Now, instead of having an Xbox wake up to update games, apps, and software during random times of the night, it will do that at a time of night when a user’s local energy grid is generating the most power it can from renewable sources.
Xbox also said it would automatically update some older consoles to a power-saving mode that aims to reduce electricity consumption when it is turned off — a feature that is already the default on newer consoles.
According to The Verge, the only difference for users is that an Xbox in power-saving mode takes around 15 seconds to boot up instead of doing so immediately as the console does in “sleep” mode. The change is a small price to pay for what the outlet described as “significant” energy savings.
Xbox Under Fire
To many leading conservative voices, the minimal shifts were just another example of “woke” culture.
While discussing M&M’s spokescandies Tuesday morning, “Fox and Friends” co-host Ainsley Earhardt brought up Xbox’s new changes with Fox radio host Jimmy Failla.
“So Xbox has also announced that they’re going woke too, you know, because of climate change,” Earhardt said.
“I mean, it’s crazy what they’re doing, but we understand what this is. It’s not that it’s actually going to offset emissions, okay — the level of reduction is infinitesimal,” Failla claimed, without evidence. “But they’re trying to recruit your kids into climate politics at an earlier age; make them climate conscious now.”
“Yeah, I didn’t think of that — you’re right, they’re going after the children,” Earhardt agreed, despite the fact that internal data from Microsoft shows just around 10% of Xbox owners are under the age of 18.
Other prominent conservatives also did their part to bait Americans into anger on social media, including America’s Foundation, which posted a tweet stating that “the woke brigade is after video games.”
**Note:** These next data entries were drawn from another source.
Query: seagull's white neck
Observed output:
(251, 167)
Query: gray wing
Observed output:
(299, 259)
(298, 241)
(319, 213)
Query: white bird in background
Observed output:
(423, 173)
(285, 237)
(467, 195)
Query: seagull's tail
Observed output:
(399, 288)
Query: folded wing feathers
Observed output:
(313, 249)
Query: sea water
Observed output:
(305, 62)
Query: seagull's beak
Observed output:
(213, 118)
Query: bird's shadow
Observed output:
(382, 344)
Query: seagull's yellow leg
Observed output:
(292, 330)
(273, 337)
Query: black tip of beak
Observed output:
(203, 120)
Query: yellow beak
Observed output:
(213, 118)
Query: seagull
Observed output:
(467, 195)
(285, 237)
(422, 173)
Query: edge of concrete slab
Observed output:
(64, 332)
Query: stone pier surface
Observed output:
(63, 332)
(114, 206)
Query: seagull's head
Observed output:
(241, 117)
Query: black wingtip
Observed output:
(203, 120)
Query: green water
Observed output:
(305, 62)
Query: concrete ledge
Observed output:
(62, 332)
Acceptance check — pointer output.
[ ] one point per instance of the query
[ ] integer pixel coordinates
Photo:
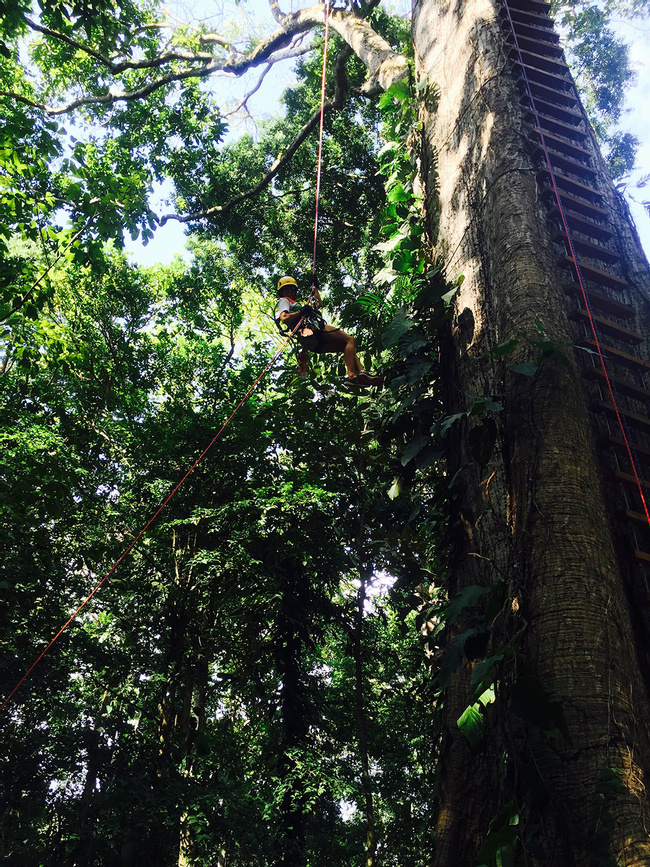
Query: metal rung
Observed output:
(627, 480)
(539, 60)
(571, 186)
(560, 144)
(566, 164)
(618, 355)
(596, 275)
(537, 46)
(596, 251)
(613, 441)
(639, 421)
(582, 224)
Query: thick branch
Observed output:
(281, 161)
(384, 65)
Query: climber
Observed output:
(315, 334)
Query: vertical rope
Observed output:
(585, 295)
(320, 130)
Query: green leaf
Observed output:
(468, 597)
(398, 194)
(497, 840)
(504, 349)
(413, 448)
(470, 723)
(453, 656)
(395, 489)
(535, 703)
(526, 368)
(400, 324)
(385, 276)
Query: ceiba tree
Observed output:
(532, 517)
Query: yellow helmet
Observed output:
(286, 281)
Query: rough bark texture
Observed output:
(535, 515)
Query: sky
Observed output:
(169, 241)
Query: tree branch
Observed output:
(333, 104)
(384, 65)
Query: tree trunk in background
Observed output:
(359, 706)
(535, 514)
(290, 630)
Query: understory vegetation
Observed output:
(257, 681)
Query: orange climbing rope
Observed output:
(320, 129)
(241, 403)
(585, 295)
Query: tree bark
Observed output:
(535, 514)
(362, 735)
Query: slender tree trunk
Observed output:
(359, 707)
(290, 627)
(535, 514)
(84, 848)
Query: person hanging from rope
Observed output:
(315, 334)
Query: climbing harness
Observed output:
(311, 327)
(320, 130)
(287, 337)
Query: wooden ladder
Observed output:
(552, 110)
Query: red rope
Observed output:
(150, 521)
(320, 129)
(574, 257)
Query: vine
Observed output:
(478, 625)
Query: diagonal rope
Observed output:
(241, 403)
(320, 130)
(151, 520)
(585, 295)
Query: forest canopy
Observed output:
(258, 683)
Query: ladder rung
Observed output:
(537, 46)
(628, 480)
(618, 355)
(539, 60)
(608, 327)
(582, 224)
(622, 386)
(540, 19)
(559, 98)
(560, 112)
(568, 130)
(639, 421)
(532, 5)
(570, 185)
(564, 162)
(617, 443)
(637, 517)
(596, 275)
(560, 144)
(535, 31)
(588, 209)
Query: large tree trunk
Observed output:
(534, 514)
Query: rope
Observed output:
(581, 283)
(152, 519)
(320, 130)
The post linked an article from the right-wing website TheBlaze, which asserted that “Xbox will force gamers to power down to fight climate change.” That, however, is false — Xbox has said users can switch back and change the settings any time they want
Still, top lawmakers continued to share the article and spread its false claims, including Sen. Ted Cruz (R-Tx.).
“First gas stoves, then your coffee, now they’re gunning for your Xbox,” he wrote in the post, which was flagged by Twitter and given an “added context” warning.
The same warning, however, was not placed in a very similar post by Rep. Troy Nehls (R-Tx.), who also shared the article.
“They want to take your guns. They want to take your gas stoves. And now they want to take your Xbox. What’s next?” he wrote.